Expliquant sa fécondité et sa popularité, Madeleine Rebérioux écrit : « La chanson se glisse partout. Chassée du caf’conc’, il lui reste la rue, les feuilles volantes, les recueils vendus quelques sous. Elle est le cinéma du temps, et le roman quotidien du pauvre. »M. Rebérioux, « Roman, théâtre et chanson – quelle Commune ? », Le Mouvement social, n°79, op. cit., p. 277. Un bref aperçu de l’ouvrage bibliographique de Maillard montre que sur les 435 entrées répertoriées un peu moins de 80 correspondent à des chansons, chants et chansonnettes, soit presque 20%. « La chanson, surtout à une époque où sévit l’analphabétisme, permet de propager largement les idées et les espérances révolutionnaires. Cette forme culturelle, qui, en 1848, fleurit avec les goguettes et les chanteurs des rues, devint, dès la fin du Second Empire, plus militante. »« Introduction », R. Brécy, La Chanson de la Commune, Éd. Ouvrières, Paris, 1991 (doc. 2)
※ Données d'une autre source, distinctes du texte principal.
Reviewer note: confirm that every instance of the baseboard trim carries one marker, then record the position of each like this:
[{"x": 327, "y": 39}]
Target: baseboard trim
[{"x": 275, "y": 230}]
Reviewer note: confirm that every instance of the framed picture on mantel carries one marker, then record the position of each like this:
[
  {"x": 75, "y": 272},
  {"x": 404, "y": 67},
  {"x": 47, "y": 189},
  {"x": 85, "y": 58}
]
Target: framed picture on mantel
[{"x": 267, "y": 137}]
La parole chantée semble être cet organe médiatique opérant, adapté aux nouveaux rapports communautaires. Ce support expressif conserve de nombreuses traces de son impact sur l’imaginaire emprunté par la Commune. La morphologie variable de sa nature explique sa force de pénétration des usages. Classés en différentes variantes, chansons, chants, poèmes sans air, complaintes fourmillent dans des écrits éphémères. Le mot de la rue et ses avatars oraux prouvent l’existence d’une sémiologie proliférante de la chanson et replace la problématique sur la question Qui parle ?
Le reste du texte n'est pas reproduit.